Até o final do romance, Gradgrind aprenderá que os fatos são insuficientes para modelar a conduta humana, algo que poderia concluir examinando um pouco a si mesmo, ou pensando sobre a natureza dos juízos morais e estéticos. No entanto, não se pode dizer que Gradgrind seja uma caricatura, uma personagem tão exagerada que nunca poderia ter existido: episódio após episódio, Tempos Difíceis traça um paralelo com a educação de John Stuart Mill, o filósofo e economista defensor do utilitarismo, tal como conta ele próprio em sua Autobiografia, publicada dezenove anos depois do romance. Mais ainda, “as mentes dos animais racionais” é uma frase que captura por completo o espírito de alguns textos cientificistas muito mais recentes acerca da condição humana.
Verdade abstrata
Em outro trecho, o personagem Josiah Bounderby de Coketown, o dono do moinho, diz ter crescido na pior:
“Minha mãe me deixou aos cuidados de minha avó, que, até onde vai minha memória, era a anciã mais má, a pior velha que já viveu. Se por algum motivo eu chegava a ter um par de sapatos, ela os tomava de mim e os vendia para comprar álcool… meu berço era uma velha caixa de ovos. Assim que fiquei grande o suficiente para fugir, eu o fiz, é claro. Depois me converti em um jovem vagabundo e, em vez de ter uma velha me maltratando e me deixando morrer de fome, pessoas de todas as idades me machucaram e me deixaram passar necessidade.”
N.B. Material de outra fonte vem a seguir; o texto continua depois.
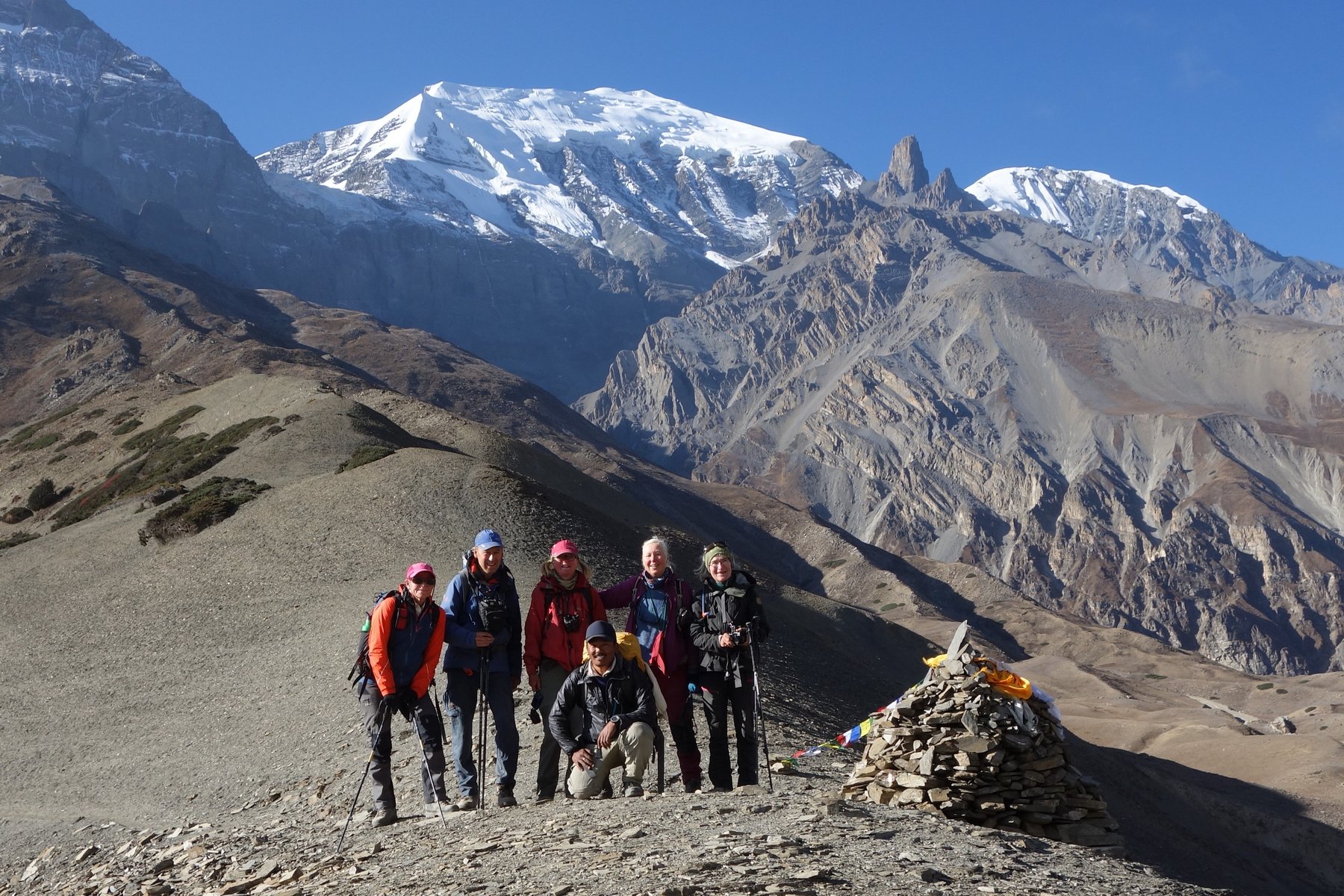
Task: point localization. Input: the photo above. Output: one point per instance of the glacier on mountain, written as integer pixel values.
(1068, 199)
(569, 168)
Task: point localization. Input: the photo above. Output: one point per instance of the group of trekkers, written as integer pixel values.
(598, 694)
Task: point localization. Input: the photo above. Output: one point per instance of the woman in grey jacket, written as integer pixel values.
(727, 617)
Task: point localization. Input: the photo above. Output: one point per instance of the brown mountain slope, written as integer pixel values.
(208, 671)
(937, 382)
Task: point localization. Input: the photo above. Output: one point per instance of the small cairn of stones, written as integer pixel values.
(959, 747)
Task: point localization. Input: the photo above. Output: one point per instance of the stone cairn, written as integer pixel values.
(956, 746)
Isso acaba por se mostrar falso: seus pais fizeram muitos sacrifícios por ele. No entanto, a mentira esconde uma posição reacionária frente às demandas dos trabalhadores, que pedem um salário mais alto; a mais leve regulamentação do trabalho infantil vai levar os empregadores à falência e obrigá-los a abandonar suas fábricas; a fumaça dos moinhos não pode ser diminuída e, na verdade, é boa para os pulmões; qualquer tipo de ação coletiva direta é o primeiro passo para uma revolução violenta; qualquer tipo de caridade estimula a pobreza.
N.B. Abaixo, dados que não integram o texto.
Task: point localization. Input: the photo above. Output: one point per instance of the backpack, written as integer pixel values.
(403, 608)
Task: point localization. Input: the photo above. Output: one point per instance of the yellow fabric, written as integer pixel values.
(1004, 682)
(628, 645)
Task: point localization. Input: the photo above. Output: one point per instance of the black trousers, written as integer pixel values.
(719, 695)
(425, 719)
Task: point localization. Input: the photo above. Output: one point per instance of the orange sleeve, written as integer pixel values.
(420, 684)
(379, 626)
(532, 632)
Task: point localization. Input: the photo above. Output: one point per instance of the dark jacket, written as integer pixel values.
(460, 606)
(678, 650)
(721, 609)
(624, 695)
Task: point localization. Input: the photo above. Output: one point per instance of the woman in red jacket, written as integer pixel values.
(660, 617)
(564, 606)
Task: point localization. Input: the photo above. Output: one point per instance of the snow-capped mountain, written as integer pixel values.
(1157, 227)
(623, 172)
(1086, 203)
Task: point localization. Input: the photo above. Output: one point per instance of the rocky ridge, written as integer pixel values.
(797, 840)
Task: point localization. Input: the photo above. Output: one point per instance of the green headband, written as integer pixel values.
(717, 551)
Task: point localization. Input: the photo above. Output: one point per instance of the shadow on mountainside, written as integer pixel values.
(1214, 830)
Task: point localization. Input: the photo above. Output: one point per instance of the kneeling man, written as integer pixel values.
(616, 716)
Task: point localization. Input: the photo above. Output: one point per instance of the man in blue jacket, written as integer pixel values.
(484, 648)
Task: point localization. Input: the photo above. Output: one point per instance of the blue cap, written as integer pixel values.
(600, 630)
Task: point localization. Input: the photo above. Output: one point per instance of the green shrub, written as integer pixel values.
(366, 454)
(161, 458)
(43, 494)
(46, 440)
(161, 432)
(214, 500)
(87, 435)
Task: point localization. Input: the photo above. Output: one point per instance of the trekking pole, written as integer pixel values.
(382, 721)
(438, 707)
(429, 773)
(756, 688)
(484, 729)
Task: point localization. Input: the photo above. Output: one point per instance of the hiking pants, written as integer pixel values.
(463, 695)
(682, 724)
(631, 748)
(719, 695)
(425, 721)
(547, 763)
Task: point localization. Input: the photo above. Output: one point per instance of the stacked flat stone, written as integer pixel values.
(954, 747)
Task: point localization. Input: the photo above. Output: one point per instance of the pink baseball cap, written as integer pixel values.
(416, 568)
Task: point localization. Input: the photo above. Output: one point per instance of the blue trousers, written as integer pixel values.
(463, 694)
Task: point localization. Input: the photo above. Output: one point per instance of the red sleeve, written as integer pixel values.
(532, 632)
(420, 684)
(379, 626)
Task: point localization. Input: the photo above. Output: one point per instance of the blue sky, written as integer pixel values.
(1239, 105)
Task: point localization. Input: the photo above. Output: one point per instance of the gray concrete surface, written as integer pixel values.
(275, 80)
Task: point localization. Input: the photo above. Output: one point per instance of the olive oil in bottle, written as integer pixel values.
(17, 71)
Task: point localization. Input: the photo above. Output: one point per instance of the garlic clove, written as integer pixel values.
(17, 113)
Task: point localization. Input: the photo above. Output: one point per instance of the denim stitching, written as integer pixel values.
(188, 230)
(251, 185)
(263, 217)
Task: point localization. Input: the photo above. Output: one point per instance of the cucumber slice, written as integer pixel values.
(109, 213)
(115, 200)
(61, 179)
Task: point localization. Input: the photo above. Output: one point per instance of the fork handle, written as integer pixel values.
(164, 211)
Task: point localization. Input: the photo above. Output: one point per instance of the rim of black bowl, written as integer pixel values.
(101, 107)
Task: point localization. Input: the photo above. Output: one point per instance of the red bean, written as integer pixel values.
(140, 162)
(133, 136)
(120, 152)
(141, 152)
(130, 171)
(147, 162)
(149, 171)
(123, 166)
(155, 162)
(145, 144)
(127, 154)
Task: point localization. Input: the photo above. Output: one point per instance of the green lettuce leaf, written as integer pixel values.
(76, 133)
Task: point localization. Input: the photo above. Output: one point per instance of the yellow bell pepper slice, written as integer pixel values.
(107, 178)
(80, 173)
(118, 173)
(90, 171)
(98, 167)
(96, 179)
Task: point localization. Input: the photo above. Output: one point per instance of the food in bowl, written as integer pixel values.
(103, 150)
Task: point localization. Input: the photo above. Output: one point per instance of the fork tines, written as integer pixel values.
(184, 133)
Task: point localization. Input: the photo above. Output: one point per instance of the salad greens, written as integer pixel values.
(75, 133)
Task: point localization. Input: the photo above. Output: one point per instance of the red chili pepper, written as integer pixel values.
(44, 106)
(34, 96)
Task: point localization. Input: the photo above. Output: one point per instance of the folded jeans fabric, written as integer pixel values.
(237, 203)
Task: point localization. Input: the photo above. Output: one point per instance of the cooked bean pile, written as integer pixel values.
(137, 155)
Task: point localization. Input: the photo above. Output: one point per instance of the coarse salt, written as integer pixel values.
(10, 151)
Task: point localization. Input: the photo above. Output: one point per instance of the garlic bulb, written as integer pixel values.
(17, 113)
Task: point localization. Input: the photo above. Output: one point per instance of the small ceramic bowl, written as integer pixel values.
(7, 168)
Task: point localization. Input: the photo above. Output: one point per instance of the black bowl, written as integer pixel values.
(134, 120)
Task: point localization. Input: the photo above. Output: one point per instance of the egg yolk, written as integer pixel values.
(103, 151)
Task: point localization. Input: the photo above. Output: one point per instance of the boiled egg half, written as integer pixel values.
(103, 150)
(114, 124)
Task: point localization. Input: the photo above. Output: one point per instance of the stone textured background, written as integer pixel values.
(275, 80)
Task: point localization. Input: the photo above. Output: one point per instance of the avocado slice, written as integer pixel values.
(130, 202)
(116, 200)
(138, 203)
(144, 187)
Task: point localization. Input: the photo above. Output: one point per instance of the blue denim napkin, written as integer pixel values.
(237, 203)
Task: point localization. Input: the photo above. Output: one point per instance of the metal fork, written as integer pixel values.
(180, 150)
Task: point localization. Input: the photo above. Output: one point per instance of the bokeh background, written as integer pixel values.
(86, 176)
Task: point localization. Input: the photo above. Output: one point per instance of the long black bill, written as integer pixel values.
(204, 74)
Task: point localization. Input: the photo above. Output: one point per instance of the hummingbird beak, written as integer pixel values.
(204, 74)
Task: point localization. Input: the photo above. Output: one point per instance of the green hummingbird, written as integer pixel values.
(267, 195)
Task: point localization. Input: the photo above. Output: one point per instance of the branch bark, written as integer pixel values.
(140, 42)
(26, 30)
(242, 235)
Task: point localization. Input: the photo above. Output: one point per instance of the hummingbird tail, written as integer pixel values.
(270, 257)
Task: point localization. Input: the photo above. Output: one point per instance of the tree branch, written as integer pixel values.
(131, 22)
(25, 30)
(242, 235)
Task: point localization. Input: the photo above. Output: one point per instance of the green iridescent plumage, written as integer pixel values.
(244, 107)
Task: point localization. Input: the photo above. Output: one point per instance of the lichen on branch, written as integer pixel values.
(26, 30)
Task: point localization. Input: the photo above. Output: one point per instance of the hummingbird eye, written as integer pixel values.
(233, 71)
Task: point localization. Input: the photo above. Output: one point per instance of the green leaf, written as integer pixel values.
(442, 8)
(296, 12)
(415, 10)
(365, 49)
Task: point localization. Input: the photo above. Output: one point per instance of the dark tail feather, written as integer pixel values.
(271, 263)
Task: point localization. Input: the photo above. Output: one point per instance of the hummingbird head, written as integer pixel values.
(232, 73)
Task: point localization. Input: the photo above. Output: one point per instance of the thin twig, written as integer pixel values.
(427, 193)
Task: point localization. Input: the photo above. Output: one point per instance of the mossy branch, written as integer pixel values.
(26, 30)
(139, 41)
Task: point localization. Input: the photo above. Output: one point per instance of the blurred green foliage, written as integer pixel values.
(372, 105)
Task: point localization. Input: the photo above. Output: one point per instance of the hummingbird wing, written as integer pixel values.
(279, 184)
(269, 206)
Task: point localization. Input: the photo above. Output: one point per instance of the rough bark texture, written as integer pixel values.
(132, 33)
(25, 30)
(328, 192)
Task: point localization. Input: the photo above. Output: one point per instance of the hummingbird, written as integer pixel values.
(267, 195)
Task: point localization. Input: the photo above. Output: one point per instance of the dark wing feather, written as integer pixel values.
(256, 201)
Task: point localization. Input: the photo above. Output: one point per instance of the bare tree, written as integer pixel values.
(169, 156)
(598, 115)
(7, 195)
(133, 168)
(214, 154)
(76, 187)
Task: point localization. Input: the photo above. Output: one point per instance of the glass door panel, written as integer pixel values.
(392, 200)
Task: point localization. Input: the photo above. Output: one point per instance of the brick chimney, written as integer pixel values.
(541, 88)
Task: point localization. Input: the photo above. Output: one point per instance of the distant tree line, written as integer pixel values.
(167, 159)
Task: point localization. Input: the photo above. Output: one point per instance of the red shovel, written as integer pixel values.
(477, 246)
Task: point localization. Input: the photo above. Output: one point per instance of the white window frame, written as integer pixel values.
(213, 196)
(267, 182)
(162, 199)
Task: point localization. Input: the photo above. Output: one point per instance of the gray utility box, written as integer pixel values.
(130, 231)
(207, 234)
Uma vez mais, a descrição não chega a ser caricatural. Durante a primeira Grande Fome Irlandesa [1845-1849], liberais como Charles Trevelyan — então parte da esquerda no espectro político — alegavam que, de qualquer forma, aliviar a fome era fomentar os mesmos hábitos e práticas, para não dizer a existência, da mesma população que eles acreditavam ser responsável pelo começo da fome. Uma verdade abstrata — assim viam sua ideologia — era mais importante do que qualquer consideração humanitária.
Em meio ao impacto da crise econômica atual, aumentam as estridências produzidas em campos opostos por pessoas que emitem diagnósticos e curas. A mesma página financeira de um jornal pode conter artigos que proponham soluções diametralmente opostas, cujo único elemento em comum é a certeza com a qual se apresentam. Cada uma tem um único princípio fundamental, seja “gradgrindiano” ou não: a suposta chave para a felicidade é a prosperidade, o crescimento econômico. Não obstante, agora, mais do que nunca, é necessário suprimir nossa tendência inerente a buscar resposta para todas as perguntas. Ler Dickens pode ajudar-nos a fazê-lo.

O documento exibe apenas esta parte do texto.